Defense Secretary Jim Mattis openly differed with his commander in chief over North Korea on Wednesday, the latest example of a once-rare public display of disagreement by top U.S. aides that has become more frequent under President Donald Trump.
"We are never out of diplomatic solutions," Mattis told reporters, just hours after Trump said in a tweet that "talking is not the answer" to the standoff over North Korea's nuclear weapons and missile programs.
His public contradiction of Trump's position came a day after the Pentagon chief, a retired four-star Marine general, appeared to delay implementation of Trump's decision to ban transgender people from enlisting in the military.
Mattis was also among the senior aides, including Secretary of State Rex Tillerson and White House economic adviser Gary Cohn, who implicitly criticized the Republican president's response to violence at a rally organized by white nationalists in Charlottesville, Virginia, earlier this month.

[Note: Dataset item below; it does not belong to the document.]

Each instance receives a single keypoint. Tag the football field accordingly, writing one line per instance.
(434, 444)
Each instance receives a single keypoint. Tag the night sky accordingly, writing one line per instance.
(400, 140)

Presidents often disagree with senior advisers over policies or other matters but the differences are usually confined to internal deliberations and become public only through leaks or much later in memoirs, historians and former government officials said.
"I haven't seen a modern president with a pattern of this many high officials saying things like that," said Michael Beschloss, a presidential historian.
Asked in a television interview on Sunday whether Trump's initial comments blaming "many sides" for the violence in Charlottesville instead of focusing on neo-Nazis and white nationalists raised questions about his values, Tillerson said simply: "The president speaks for himself."
White House spokeswoman Sarah Sanders sought to play down the significance of Tillerson's comments.
"I don't think anyone has tried to distance themselves. I think that at moments maybe you have people that disagree. I think that's a healthy thing for you to be able to have productive conversation," Sanders told reporters on Air Force One on Tuesday.
But Beschloss said the differences being aired publicly were notable.
"These are people protecting their reputations in real time, and that is something you usually do not see in high-level officials around a president," he said.